Unit Tests (12 implemented):

  • Correctness: Separates well-separated clusters
  • API contracts: Panic before fit, return expected types
  • Parameters: affinity, gamma, n_neighbors effects
  • Edge cases: Multiple clusters, non-convex shapes

Property-Based Tests (future work):

  • Connected components: k eigenvalues near 0 → k clusters
  • Affinity symmetry: W[i,j] = W[j,i]
  • Laplacian positive semi-definite

Technical Challenges Solved

Challenge 1: Eigenvalue Ordering

Problem: nalgebra's SymmetricEigen doesn't sort eigenvalues. Solution: Manual sorting of eigenvalue-index pairs, take k smallest indices.

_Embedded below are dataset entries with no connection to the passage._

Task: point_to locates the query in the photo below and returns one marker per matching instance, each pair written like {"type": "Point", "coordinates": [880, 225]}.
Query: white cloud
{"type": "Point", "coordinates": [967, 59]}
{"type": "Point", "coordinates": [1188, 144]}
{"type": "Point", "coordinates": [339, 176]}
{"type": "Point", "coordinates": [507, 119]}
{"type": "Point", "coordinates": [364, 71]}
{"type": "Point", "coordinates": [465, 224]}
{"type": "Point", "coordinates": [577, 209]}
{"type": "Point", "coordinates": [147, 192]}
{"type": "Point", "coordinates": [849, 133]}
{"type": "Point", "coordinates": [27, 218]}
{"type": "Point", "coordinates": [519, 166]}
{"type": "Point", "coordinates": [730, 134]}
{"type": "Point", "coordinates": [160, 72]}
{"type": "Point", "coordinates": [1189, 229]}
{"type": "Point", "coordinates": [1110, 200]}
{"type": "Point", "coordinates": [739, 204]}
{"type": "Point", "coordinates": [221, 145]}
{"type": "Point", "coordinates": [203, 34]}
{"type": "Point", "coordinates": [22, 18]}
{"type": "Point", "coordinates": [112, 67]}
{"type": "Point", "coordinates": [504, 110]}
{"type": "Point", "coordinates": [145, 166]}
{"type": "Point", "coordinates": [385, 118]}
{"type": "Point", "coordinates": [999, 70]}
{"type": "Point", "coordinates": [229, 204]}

Challenge 2: Row-Major vs Column-Major

Problem: Embedding matrix constructed in column-major order but Matrix expects row-major. Solution: Iterate rows first, then columns when extracting eigenvectors.

Challenge 3: Row Normalization

Problem: Without row normalization, clustering quality was poor. Solution: Normalize each row of embedding matrix to unit length.

Challenge 4: Concentric Circles

Problem: Original test used concentric circles, fundamentally challenging for spectral clustering. Solution: Replaced with more realistic moon-shaped clusters.

References

  1. Ng, A. Y., Jordan, M. I., & Weiss, Y. (2002). On spectral clustering: Analysis and an algorithm. NIPS.
  2. Von Luxburg, U. (2007). A tutorial on spectral clustering. Statistics and computing, 17(4), 395-416.
  3. Shi, J., & Malik, J. (2000). Normalized cuts and image segmentation. IEEE TPAMI.